In this study, genomic mutations in pre-operative biopsies were compared to four other locations within the same tumor using next generations sequencing. In 36% of the patients, evaluation of genomic mutational status on a single pre-operative biopsy has shown discordance between the various tumor samples. This illustrates the genomic variability in rectal cancer and could explain the difficulties experienced so far in obtaining reliable biomarkers. These results are in line with previous evidence supporting the presence of intra-tumoral genomic heterogeneity in a considerable proportion of rectal cancers [35]. Three previous studies have compared genomic mutations in up to three intratumoral locations. Hardiman et al. reported up to 10 coding variants uniquely corresponding to 1 of 3 of the tumor locations in their study of 6 patients [35]. In the study of Bettoni et al., only 27% of the observed mutations corresponded to all three samples of a single rectal adenocarcinoma in one patient [36]. On the other hand, Dijkstra et al. reported no differences in mutational status between deep and superficial colorectal cancer tissue in 30 patients [37]. However, the spatial distance between compared tumor samples in this study was limited, as samples were taken from serial sectioning of FFPE blocks three times every 1.2 mm. This might have resulted in serial sectioning of one tumor clone (and thus no difference in found mutations), whereas our study (and others) used tumor samples with a higher spatial distance recovered from various tumor locations.

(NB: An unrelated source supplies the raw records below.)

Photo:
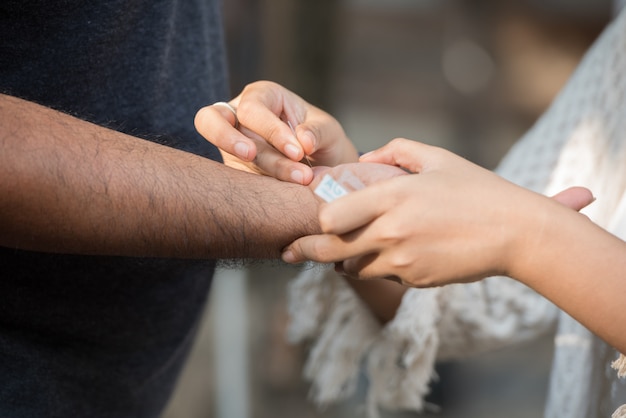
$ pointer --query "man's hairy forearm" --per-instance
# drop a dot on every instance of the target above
(73, 187)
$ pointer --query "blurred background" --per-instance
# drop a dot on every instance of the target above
(469, 75)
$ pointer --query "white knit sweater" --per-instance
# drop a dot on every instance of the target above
(580, 140)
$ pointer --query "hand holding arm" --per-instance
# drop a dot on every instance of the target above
(456, 222)
(259, 138)
(73, 187)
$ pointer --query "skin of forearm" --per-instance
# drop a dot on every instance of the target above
(69, 186)
(578, 266)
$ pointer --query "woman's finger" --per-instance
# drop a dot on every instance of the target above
(217, 125)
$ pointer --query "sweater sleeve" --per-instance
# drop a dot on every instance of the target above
(578, 141)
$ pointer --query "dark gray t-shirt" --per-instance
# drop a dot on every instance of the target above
(105, 336)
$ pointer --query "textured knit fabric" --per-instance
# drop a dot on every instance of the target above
(105, 336)
(580, 140)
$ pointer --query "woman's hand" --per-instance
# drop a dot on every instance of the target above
(451, 221)
(259, 137)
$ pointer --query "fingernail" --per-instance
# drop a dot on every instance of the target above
(364, 156)
(288, 257)
(310, 138)
(292, 152)
(297, 176)
(242, 150)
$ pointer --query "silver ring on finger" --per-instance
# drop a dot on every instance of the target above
(232, 109)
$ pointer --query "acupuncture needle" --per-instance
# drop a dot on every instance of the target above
(306, 157)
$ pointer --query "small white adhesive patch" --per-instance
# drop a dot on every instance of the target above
(329, 189)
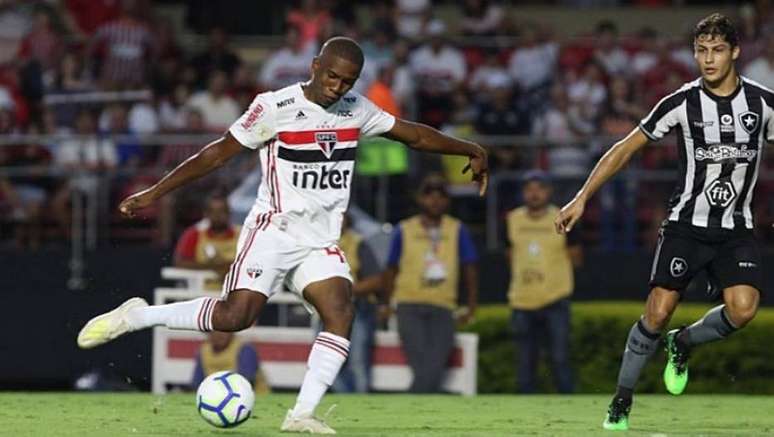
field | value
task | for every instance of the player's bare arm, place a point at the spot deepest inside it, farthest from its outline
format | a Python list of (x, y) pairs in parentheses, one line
[(212, 156), (610, 164), (422, 137)]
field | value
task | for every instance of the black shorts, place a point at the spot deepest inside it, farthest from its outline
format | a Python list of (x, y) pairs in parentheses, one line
[(729, 257)]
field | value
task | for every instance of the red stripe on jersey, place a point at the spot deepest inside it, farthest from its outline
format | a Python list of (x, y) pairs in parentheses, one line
[(310, 136)]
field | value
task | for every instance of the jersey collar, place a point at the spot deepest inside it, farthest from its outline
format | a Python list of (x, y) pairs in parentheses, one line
[(716, 97)]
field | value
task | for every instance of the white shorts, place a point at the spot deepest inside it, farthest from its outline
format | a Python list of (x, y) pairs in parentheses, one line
[(269, 259)]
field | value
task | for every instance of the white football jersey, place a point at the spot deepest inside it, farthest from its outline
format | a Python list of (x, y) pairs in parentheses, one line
[(307, 157)]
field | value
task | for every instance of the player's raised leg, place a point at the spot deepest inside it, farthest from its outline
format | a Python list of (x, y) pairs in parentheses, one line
[(642, 342), (332, 298), (238, 311), (739, 308)]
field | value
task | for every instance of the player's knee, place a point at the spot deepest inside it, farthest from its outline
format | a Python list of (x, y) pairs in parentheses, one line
[(231, 318), (741, 313), (657, 318)]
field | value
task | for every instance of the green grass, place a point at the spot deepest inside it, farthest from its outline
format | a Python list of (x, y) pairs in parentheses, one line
[(115, 415)]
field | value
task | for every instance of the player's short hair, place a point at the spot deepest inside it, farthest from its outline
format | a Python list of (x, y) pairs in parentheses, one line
[(345, 48), (717, 25)]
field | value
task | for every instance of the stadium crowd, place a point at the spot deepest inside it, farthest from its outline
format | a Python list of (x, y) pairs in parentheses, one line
[(490, 74)]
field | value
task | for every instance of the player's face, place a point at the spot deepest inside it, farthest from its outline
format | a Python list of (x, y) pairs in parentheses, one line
[(714, 56), (536, 194), (218, 214), (332, 77)]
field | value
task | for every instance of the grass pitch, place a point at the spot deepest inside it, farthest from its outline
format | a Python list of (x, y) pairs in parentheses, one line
[(115, 415)]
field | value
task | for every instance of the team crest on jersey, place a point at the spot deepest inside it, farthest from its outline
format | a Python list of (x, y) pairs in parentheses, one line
[(677, 267), (327, 142), (749, 121), (254, 271)]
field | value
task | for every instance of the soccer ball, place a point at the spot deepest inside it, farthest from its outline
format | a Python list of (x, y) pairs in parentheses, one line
[(225, 399)]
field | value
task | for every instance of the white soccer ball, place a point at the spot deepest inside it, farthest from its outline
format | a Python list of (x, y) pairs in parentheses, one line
[(225, 399)]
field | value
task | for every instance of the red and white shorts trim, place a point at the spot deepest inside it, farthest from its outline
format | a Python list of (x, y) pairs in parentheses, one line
[(269, 260)]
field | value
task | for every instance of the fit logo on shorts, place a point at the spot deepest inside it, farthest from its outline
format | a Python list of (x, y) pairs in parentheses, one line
[(254, 271), (720, 193), (678, 267)]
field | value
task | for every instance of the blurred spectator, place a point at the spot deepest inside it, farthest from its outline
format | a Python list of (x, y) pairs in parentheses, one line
[(761, 69), (211, 243), (218, 108), (439, 68), (25, 193), (489, 75), (481, 17), (380, 91), (608, 51), (81, 158), (568, 159), (532, 64), (224, 351), (378, 48), (587, 92), (217, 57), (15, 23), (424, 261), (411, 17), (355, 376), (647, 56), (312, 21), (114, 121), (90, 15), (43, 44), (172, 110), (541, 264), (124, 48), (288, 65)]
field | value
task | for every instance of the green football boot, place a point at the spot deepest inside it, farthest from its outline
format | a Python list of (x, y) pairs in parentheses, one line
[(618, 415), (676, 370)]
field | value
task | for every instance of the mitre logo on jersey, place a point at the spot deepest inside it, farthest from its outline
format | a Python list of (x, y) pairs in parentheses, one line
[(720, 193), (326, 141), (749, 121), (253, 116), (726, 123)]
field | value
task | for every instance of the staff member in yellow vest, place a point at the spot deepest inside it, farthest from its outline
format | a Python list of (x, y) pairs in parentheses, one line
[(542, 281), (424, 262), (355, 375), (211, 243), (224, 351)]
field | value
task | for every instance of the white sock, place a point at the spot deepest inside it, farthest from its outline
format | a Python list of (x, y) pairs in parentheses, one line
[(328, 354), (191, 315)]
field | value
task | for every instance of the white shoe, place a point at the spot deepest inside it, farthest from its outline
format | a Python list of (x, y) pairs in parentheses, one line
[(305, 424), (108, 326)]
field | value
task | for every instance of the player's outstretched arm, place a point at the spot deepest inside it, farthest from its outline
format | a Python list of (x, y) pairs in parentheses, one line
[(212, 156), (422, 137), (612, 161)]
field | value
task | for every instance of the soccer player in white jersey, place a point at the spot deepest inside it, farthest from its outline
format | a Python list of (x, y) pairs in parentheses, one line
[(306, 135), (722, 121)]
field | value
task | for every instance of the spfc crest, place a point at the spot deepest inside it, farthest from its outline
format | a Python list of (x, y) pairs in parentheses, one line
[(749, 121), (326, 141)]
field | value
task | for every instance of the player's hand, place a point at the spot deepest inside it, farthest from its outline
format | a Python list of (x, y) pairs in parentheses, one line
[(479, 164), (136, 201), (569, 215)]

This study has several limitations. First of all, the small sample size. Moreover, insufficient read depth was achieved in biopsy material from three patients. Therefore, we could not identify variants at all target regions for these samples. Also, the limited targeted next generation sequencing panel might have influenced the interpretation of our results. The number of discordant cases might actually be higher, as this targeted gene panel only provides information on a selected number of mutations. Furthermore, the tumor cell percentage in several samples was low, which may have resulted in mutant allele frequencies below the calling threshold. Lastly, there is no 100% certainty the found mutations were not germ-line mutations, however, considering the observed allelic frequency, this is very unlikely.

To increase the reliability of the biopsy analysis, the use of multiple and possibly even deeper/larger preoperative biopsies might provide a better representation of intra-tumoral heterogeneity. However, this might also increase the risk of procedure-related complications. A second possibility might be the application of whole exome sequencing or larger targeted gene panels (such as the TSO500, Illumina, San Diego, CA, USA), as this possibly provides a more elaborate analysis of genomic mutations, as compared to next generation sequencing using a limited targeted gene panel. Using these techniques, the mutant-allele heterogeneity (MATH) score was developed to quantitatively assess the spread of allele frequencies and has been correlated to response [19,38]. However, as sampling errors are innate to the biopsy technique, parameters derived from full tumor imaging might be preferable to incorporate characteristics of all genetic subclones present in these cancers. Following this, predicting algorithms should therefore include various clinical, radiological and pathological parameters to overcome the complexity of tumor heterogeneity.

5. Conclusions

In conclusion, assessment of mutational status on a single pre-operative biopsy shows discordance with tumor tissue from other locations in 36% of cases. These results warrant careful interpretation of biopsy material analysis, as they might be influenced by tumor heterogeneity.